Six semaines après l’annonce de l’élimination d’Abu-Bilal al-Minuki présenté comme le numéro deux mondial de l’organisation État islamique (EI), le commandant d’AFRICOM, le général Dagvin Anderson, a salué jeudi la coopération entre Washington et Abuja. Il estime que cette opération conjointe a porté un coup majeur au réseau international du groupe jihadiste et défend un partenariat fondé sur le renseignement plutôt que sur un engagement militaire direct.
Le commandant du Commandement des États-Unis pour l’Afrique (AFRICOM), le général Dagvin Anderson, a présenté jeudi le Nigéria comme un exemple de coopération sécuritaire reposant sur le partage de renseignements et le renforcement des capacités nationales, estimant que les récentes opérations conjointes avec Abuja avaient durablement affaibli l’organisation État islamique (EI).
S’exprimant à l’issue de la Conférence des chefs d’état-major africains (ACHOD), organisée à Luanda, en Angola, le chef d’AFRICOM a assuré que les États-Unis privilégiaient des « solutions menées par l’Afrique », en mettant à la disposition de leurs partenaires des capacités spécialisées en matière de renseignement plutôt qu’une intervention militaire directe.
Le général Anderson a notamment cité la coopération avec le Nigéria, qu’il a qualifié de partenaire « vaste et puissant », doté d’une armée expérimentée dans la lutte contre le terrorisme.

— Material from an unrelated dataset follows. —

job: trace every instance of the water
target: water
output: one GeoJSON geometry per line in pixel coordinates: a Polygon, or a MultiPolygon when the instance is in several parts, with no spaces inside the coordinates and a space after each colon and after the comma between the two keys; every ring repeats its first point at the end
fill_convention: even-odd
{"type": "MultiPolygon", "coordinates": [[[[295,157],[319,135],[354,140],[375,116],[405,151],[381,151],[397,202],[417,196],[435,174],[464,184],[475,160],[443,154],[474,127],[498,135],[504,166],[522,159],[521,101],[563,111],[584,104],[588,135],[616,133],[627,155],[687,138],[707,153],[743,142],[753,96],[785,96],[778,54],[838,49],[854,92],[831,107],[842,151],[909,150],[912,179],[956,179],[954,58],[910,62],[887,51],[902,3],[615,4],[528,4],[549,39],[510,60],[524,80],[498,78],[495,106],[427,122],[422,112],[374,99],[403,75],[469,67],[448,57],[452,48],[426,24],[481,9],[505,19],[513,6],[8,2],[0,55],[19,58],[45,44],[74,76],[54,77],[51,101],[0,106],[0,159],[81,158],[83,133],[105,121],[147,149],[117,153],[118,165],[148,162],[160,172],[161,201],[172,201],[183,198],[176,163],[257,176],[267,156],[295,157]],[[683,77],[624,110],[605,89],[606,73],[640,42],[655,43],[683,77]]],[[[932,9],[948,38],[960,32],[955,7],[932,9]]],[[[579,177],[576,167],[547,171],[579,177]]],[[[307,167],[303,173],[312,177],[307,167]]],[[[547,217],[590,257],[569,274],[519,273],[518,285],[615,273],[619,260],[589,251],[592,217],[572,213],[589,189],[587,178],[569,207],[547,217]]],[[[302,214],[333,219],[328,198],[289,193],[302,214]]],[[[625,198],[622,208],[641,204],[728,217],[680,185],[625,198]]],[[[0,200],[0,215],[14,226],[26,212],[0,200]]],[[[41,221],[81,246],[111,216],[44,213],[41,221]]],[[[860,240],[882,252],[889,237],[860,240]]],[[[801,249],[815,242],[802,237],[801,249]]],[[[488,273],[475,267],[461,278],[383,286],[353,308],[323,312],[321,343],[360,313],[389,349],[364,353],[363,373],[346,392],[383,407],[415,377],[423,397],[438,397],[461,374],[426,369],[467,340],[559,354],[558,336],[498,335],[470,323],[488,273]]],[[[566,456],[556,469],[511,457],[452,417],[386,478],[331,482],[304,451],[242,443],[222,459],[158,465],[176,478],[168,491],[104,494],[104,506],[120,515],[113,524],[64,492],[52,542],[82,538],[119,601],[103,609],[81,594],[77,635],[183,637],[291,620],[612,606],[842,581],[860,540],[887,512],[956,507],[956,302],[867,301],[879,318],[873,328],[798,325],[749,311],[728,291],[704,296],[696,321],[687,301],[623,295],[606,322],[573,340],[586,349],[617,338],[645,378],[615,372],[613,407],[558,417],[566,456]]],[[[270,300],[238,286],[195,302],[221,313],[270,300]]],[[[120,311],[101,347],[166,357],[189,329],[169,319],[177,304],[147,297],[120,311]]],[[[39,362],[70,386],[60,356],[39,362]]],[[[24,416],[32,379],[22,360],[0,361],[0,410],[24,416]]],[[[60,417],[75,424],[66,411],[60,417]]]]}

Ses déclarations interviennent près de six semaines après l’annonce par les présidents américain Donald Trump et nigérian Bola Ahmed Tinubu de l’élimination d’Abu-Bilal al-Minuki lors d’une opération conjointe menée dans la nuit du 15 au 16 mai dans le bassin du lac Tchad. Présenté par Washington comme le numéro deux mondial de l’État islamique, ce dirigeant de l’ISWAP était considéré comme l’un des principaux responsables des opérations internationales, du recrutement et de la propagande de l’organisation.

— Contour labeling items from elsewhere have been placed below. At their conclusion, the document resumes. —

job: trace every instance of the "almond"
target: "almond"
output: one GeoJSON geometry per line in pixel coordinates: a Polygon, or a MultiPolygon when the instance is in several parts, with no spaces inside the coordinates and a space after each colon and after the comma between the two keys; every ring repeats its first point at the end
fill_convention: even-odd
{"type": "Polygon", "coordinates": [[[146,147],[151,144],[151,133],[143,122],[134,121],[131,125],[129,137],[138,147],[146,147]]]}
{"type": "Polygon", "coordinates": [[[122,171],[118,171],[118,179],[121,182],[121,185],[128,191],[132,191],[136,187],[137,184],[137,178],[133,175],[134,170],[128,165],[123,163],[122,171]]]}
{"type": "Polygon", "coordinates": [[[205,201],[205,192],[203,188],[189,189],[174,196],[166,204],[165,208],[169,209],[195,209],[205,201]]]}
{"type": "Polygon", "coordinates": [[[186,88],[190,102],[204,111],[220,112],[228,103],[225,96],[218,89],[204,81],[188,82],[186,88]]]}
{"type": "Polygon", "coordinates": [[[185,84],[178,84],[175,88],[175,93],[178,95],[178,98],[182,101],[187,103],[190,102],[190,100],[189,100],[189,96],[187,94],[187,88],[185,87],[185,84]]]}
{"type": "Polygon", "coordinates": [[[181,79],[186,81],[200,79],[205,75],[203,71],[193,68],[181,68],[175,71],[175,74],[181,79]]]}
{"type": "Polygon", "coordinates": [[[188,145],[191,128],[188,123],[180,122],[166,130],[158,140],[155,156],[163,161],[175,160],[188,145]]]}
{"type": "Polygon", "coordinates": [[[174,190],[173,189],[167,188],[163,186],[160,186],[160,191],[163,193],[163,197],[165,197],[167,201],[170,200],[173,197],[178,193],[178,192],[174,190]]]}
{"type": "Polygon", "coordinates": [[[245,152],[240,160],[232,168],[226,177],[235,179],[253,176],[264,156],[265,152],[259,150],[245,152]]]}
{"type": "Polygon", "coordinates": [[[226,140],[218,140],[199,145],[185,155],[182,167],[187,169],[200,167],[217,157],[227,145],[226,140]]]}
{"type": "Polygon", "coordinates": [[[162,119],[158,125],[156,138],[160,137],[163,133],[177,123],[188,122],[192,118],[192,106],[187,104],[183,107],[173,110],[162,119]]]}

Selon le chef d’AFRICOM, cette opération illustre l’efficacité du partage de renseignements entre les deux pays. « Nous avons pu mettre à profit notre expertise et intégrer nos services pour renforcer leurs renseignements », a-t-il expliqué, ajoutant que cette coopération avait permis de mobiliser les capacités américaines afin de poursuivre l’un des plus hauts responsables de l’EI.
Le général Anderson a estimé que cette offensive avait « considérablement affaibli » la direction de l’organisation jihadiste, non seulement au Nigéria mais aussi à l’échelle internationale, en perturbant notamment son réseau de communication et de coordination.

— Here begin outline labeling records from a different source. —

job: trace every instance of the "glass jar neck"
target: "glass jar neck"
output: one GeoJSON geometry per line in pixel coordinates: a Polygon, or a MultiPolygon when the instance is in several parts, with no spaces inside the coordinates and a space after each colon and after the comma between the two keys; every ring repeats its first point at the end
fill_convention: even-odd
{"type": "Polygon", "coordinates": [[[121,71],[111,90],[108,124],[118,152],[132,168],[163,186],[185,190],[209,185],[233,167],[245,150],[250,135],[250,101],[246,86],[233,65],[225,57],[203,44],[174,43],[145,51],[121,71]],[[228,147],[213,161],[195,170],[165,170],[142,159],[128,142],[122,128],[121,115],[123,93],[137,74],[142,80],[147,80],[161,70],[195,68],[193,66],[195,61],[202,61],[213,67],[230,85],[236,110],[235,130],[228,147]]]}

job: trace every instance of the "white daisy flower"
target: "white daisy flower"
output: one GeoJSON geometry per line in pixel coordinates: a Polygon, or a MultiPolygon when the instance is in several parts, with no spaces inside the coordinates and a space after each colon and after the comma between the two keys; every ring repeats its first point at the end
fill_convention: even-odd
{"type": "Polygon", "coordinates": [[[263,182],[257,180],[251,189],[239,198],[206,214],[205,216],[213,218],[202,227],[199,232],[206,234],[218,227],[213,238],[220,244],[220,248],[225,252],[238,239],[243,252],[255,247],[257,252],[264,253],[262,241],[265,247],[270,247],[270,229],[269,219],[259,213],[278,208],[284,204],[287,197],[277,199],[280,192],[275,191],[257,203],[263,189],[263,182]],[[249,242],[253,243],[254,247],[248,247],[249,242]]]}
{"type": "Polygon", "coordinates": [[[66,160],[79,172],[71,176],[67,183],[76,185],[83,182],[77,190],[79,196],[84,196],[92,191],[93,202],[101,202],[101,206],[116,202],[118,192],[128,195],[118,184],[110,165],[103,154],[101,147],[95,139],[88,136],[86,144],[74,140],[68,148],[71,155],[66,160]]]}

Il a indiqué que les États-Unis avaient depuis réduit leur présence opérationnelle tout en poursuivant, à la demande d’Abuja, un partenariat centré sur le partage de renseignements. Selon lui, les forces nigérianes poursuivent désormais de manière autonome les opérations contre les cellules de l’EI dans le nord-est du pays.
Le responsable américain a également affirmé que l’opération de mai, combinée à la stratégie de communication des autorités nigérianes, avait favorisé de nouvelles défections et redditions parmi les combattants de l’État islamique.
Interrogé sur les enseignements de la conférence de Luanda, le général Anderson a enfin mis en avant le développement de solutions technologiques africaines. Il a cité l’entreprise nigériane Terra Industries, dont les responsables ont présenté des drones conçus pour les conditions opérationnelles du continent, illustrant selon lui l’objectif de promouvoir des réponses africaines aux défis sécuritaires de l’Afrique.